What is the role of genes in cardiovascular disease

  The findings on genetic influences on the risk of acute myocardial infarction represent a revolution in our understanding of its mechanisms. Combining this new perspective into risk prediction strategies will help revise the goals of population-based primary prevention and make it more cost-effective.  The genetic variants identified so far that can influence the risk of acute myocardial infarction have three characteristics: they are numerous (13 to date, and this number may increase to dozens); each risk variant increases the risk by 10-30% (i.e., the same as a small amount of daily smoking); and the risk variants are very common (many people carry such variants). The potential preventive effect of these findings can be considered at two levels: the population level and the individual level.  For the population level, the number of risks associated with each variant and the fact that the variants are prevalent suggest that they can be a very useful part of a prevention strategy.
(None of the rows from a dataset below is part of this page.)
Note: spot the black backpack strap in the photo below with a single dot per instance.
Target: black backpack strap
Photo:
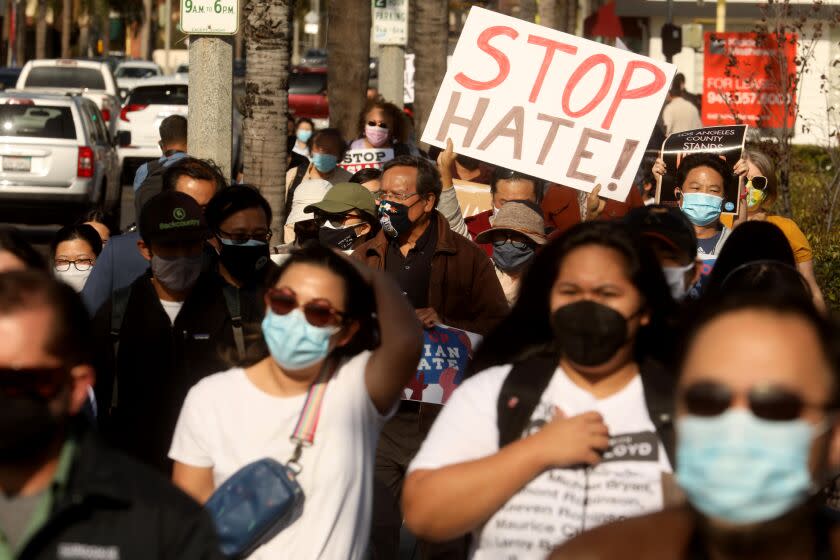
(119, 303)
(659, 389)
(232, 301)
(520, 394)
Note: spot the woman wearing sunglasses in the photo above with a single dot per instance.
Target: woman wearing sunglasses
(324, 314)
(762, 192)
(756, 438)
(530, 452)
(382, 125)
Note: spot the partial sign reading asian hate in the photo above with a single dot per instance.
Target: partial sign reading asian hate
(549, 104)
(210, 17)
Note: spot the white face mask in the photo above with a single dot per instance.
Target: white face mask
(74, 278)
(675, 276)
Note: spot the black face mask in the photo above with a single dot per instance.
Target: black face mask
(244, 262)
(589, 333)
(342, 238)
(27, 427)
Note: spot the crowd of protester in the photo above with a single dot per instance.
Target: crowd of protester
(653, 381)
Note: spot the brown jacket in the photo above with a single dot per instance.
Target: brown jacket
(463, 288)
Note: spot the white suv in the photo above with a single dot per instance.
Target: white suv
(94, 80)
(57, 159)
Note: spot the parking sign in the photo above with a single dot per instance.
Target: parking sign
(210, 17)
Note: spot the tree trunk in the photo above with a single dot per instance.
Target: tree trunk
(548, 13)
(146, 38)
(66, 27)
(41, 30)
(430, 49)
(20, 38)
(348, 62)
(267, 32)
(527, 10)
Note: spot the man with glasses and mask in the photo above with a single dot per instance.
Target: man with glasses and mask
(756, 439)
(63, 494)
(168, 330)
(120, 263)
(449, 280)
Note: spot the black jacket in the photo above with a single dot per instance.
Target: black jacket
(114, 507)
(158, 363)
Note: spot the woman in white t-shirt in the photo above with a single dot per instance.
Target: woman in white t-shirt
(322, 311)
(588, 449)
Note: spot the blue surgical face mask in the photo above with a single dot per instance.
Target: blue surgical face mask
(742, 469)
(511, 257)
(293, 342)
(700, 208)
(324, 162)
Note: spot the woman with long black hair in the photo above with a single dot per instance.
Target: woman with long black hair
(568, 427)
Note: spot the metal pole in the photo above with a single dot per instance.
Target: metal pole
(167, 31)
(209, 126)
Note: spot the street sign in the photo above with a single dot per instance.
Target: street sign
(210, 17)
(390, 22)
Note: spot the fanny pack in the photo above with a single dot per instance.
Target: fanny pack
(262, 498)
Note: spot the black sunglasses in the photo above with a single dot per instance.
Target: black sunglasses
(44, 383)
(769, 402)
(318, 313)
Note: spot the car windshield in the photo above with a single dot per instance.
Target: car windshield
(65, 77)
(159, 95)
(37, 122)
(303, 83)
(135, 72)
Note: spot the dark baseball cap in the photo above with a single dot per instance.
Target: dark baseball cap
(172, 217)
(665, 223)
(344, 197)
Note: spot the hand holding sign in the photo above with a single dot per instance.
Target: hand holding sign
(573, 441)
(510, 80)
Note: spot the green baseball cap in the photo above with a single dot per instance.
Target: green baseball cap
(344, 197)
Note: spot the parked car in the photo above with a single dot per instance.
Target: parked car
(57, 158)
(8, 77)
(92, 79)
(145, 108)
(308, 95)
(132, 73)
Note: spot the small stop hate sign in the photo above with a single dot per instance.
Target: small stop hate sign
(549, 104)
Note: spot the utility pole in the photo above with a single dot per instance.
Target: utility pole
(211, 25)
(167, 35)
(390, 30)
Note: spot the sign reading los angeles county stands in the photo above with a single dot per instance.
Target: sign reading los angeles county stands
(210, 17)
(549, 104)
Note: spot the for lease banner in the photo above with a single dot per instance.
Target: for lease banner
(549, 104)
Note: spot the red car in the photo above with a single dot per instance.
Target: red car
(308, 95)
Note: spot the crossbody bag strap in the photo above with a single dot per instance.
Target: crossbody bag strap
(304, 433)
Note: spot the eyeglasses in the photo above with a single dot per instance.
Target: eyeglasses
(758, 182)
(384, 195)
(336, 221)
(242, 238)
(44, 383)
(769, 402)
(81, 265)
(500, 238)
(318, 312)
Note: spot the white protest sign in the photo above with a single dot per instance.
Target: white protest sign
(356, 160)
(549, 104)
(210, 17)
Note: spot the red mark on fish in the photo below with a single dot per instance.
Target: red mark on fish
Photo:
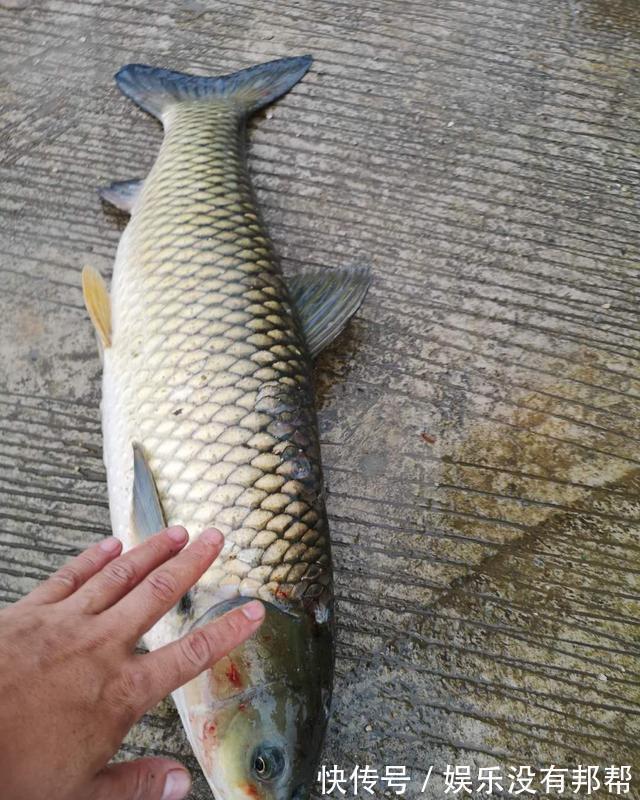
(233, 675)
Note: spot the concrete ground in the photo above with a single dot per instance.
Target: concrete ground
(480, 418)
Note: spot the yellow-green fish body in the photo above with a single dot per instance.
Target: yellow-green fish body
(209, 420)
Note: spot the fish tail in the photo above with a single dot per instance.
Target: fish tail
(155, 89)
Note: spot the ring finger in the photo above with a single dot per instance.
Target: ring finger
(119, 577)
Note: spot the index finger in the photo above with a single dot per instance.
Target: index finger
(177, 663)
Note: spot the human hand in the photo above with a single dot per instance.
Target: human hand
(71, 685)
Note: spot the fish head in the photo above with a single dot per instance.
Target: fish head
(257, 718)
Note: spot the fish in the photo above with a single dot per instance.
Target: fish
(209, 419)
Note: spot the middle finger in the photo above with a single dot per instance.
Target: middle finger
(162, 589)
(119, 577)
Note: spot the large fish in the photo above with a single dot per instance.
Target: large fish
(208, 419)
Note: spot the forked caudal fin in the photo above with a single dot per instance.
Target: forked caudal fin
(155, 89)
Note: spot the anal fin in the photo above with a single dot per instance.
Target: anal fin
(122, 194)
(96, 299)
(326, 301)
(147, 515)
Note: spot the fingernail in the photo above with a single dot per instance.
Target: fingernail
(110, 545)
(177, 535)
(176, 785)
(253, 610)
(212, 537)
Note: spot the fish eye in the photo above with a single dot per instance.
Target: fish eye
(267, 762)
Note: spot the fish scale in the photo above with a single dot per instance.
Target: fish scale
(212, 366)
(209, 420)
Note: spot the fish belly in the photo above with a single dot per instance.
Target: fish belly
(208, 372)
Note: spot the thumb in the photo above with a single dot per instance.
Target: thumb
(143, 779)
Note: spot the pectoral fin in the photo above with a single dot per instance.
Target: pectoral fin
(326, 301)
(147, 514)
(96, 299)
(121, 194)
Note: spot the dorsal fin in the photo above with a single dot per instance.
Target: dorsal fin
(147, 515)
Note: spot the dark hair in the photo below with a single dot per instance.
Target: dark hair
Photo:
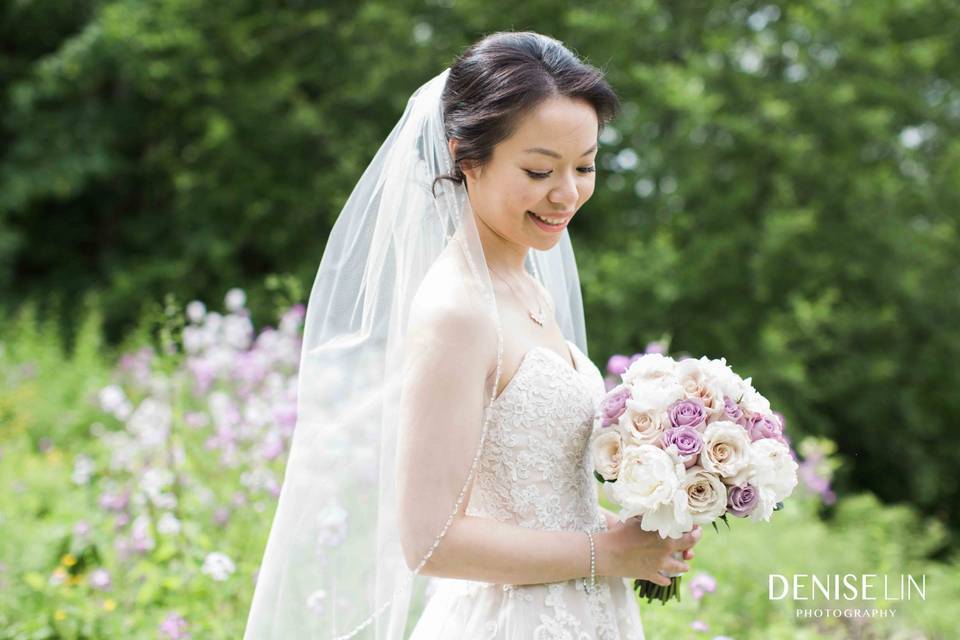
(497, 80)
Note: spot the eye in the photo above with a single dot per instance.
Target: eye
(540, 176)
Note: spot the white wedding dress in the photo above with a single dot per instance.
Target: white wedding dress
(536, 472)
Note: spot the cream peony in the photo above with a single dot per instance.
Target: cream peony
(706, 495)
(773, 468)
(646, 417)
(751, 399)
(607, 448)
(650, 366)
(650, 485)
(726, 450)
(698, 384)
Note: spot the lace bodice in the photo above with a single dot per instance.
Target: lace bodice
(535, 469)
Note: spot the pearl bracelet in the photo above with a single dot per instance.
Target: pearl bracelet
(593, 562)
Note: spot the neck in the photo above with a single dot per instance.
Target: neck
(502, 255)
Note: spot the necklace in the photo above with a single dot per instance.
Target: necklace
(538, 317)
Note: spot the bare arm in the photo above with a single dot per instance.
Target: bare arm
(451, 345)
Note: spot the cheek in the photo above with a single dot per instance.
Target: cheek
(586, 191)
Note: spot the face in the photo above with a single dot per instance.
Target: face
(546, 167)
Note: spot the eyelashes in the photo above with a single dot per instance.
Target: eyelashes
(541, 176)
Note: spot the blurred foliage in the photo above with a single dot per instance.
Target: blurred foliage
(64, 534)
(781, 189)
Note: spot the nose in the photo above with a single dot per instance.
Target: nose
(566, 194)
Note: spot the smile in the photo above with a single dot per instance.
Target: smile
(546, 224)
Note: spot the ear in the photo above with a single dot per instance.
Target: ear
(465, 165)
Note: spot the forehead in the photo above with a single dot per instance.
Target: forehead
(562, 124)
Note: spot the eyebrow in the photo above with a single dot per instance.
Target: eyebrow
(554, 154)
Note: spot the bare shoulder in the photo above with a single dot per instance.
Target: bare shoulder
(446, 312)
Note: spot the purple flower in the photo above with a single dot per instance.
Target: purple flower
(687, 413)
(614, 404)
(741, 499)
(761, 425)
(687, 441)
(174, 627)
(702, 584)
(617, 364)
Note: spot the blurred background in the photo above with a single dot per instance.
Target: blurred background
(782, 189)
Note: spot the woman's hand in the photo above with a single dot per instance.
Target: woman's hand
(628, 551)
For example, considering 10 risk variants, a group carrying 7 variants has more than twice the risk of a group carrying fewer than 3 variants. One can imagine a scenario in which the risk variants of an individual are detected to increase the means of risk assessment, which can influence the decision to initiate a primary prevention strategy, such as statin or aspirin therapy.  At the individual level specifically for a given person, it is not enough to know whether he carries a particular gene (or even a group of genes) for the risk variant. Their total genetic risk needs to be determined by knowing the proportion of risk genes they carry to the total number of genes affecting acute myocardial infarction, because we still do not know all such genes, and the situation becomes relatively more complex.  The biggest result of my pharmacogenomic findings is that no polymorphism in a particular genome was found to be associated with lipid levels and modulated drug treatment dose size. It is evident that for the individual level, the existing genetic knowledge is not sufficient to make accurate risk predictions.